Clos de la Roche 2016
Cloves, blood orange and ripe cherry fruit, fleshy and giving lots early in its life. Nutmeg joins on the palate, with a juicy, sappy core of fresh cranberries, with delicate earthy tones of undergrowth and tobacco. A lifted finish of exotic spice and frankincense and liquorice.
Whole bunch here tends to sit at 80%, whereas for the Romanée-Saint-Vivant and Les Gruenchers the domaine carries out 100% whole bunch, due to the ancient vine material giving small clusters and small berries.
We discuss the role of stems in winemaking. Due to the potassium in the stems, you lose tartaric acid in the wine, but the stems give the ever-important freshness and lift to wine. Therefore, even with lower acid in hot years, the wine is capable of lifting itself and of showing its floral, perfumed side. The bunches give explosive and beautiful aromatics; for Diana this scent is home.
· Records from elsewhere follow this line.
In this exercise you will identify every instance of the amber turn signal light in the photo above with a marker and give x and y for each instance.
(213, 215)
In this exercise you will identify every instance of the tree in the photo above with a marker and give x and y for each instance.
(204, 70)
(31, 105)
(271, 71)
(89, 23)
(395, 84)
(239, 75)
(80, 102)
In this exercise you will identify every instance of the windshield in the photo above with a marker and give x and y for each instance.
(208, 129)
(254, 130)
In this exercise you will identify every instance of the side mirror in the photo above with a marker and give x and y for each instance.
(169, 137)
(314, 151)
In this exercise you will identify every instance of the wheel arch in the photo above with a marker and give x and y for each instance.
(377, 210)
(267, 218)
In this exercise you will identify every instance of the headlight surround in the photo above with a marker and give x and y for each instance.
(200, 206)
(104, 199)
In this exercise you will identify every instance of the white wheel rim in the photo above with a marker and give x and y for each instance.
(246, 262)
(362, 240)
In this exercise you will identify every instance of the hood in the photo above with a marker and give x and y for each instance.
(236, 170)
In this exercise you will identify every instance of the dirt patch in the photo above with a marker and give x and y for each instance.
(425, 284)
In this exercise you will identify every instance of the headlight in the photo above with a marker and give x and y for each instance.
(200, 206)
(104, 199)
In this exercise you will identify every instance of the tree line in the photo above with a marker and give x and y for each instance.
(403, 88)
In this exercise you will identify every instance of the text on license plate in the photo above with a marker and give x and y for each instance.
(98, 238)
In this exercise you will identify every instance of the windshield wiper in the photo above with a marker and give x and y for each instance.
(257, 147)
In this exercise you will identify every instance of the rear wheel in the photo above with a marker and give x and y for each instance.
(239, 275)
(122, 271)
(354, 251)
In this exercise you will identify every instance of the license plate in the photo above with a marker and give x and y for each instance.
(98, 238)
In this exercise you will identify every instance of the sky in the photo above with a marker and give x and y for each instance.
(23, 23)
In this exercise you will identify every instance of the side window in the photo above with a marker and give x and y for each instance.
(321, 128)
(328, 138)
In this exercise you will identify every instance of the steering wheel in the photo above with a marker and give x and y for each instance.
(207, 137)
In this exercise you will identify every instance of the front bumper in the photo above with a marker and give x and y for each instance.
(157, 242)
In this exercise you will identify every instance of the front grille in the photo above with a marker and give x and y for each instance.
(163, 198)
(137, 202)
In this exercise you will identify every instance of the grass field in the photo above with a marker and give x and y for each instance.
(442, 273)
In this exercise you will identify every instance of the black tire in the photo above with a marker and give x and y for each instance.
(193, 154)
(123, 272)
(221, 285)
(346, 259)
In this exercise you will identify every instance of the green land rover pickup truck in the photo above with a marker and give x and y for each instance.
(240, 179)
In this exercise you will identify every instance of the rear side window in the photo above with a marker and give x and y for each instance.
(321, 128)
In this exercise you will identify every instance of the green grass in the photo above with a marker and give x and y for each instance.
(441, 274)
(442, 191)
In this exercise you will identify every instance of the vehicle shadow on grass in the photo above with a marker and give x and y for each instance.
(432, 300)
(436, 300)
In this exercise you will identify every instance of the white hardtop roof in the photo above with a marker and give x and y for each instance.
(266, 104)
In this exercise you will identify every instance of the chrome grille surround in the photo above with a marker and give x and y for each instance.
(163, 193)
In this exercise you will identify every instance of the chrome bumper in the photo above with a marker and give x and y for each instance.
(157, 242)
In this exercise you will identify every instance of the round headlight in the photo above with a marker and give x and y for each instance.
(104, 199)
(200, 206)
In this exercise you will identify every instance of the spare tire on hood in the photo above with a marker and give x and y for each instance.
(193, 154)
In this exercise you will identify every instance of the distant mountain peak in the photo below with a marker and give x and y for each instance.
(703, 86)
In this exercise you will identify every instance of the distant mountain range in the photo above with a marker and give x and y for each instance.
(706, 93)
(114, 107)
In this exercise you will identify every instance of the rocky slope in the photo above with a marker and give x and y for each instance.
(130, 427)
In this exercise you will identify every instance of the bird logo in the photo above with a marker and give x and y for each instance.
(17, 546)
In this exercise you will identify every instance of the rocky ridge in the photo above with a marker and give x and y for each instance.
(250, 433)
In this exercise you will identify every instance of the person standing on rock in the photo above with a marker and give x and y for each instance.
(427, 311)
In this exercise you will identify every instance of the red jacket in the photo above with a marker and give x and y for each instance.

Diana ponders on our conversation and disappears back into the cellar, resurfacing with a bottle.
“I thought on the topic of stems we should taste this.”
It is Echezeaux 2003.
2003 was hot. Due to the early nature of the vintage, the harvest crew had not yet arrived, so it was Diana and Jacques in the cellar, and Jeremy in the vineyards. Diana laughs, remembering;
“There were only eighty five days from flowering to harvest, usually it is 100. I spent the vintage on the forklift! It’s the only year where we did everything with 100% whole bunches. Cleaning the destemmer would have been too much to cope with!”
It is deeply perfumed, light on its feet with underlying deep, rich bramble and black cherry fruit. A side of dusty roses and peonies lifts the wine and helps it to dance on the palate. There is some white pepper here, with bergamot and rose oil, finishing on undergrowth with a wild, mossy character.
It is the perfect example of the potential of stems. Even in one of the hottest years of the past two decades, 100% whole bunches here give this wine such lift. When hot vintages, winemakers risk jammy fruit profiles, but stems offer the fruit a hand to the dance; carrying the wine and adding wild dimensions that leave you seeking descriptors in the glass.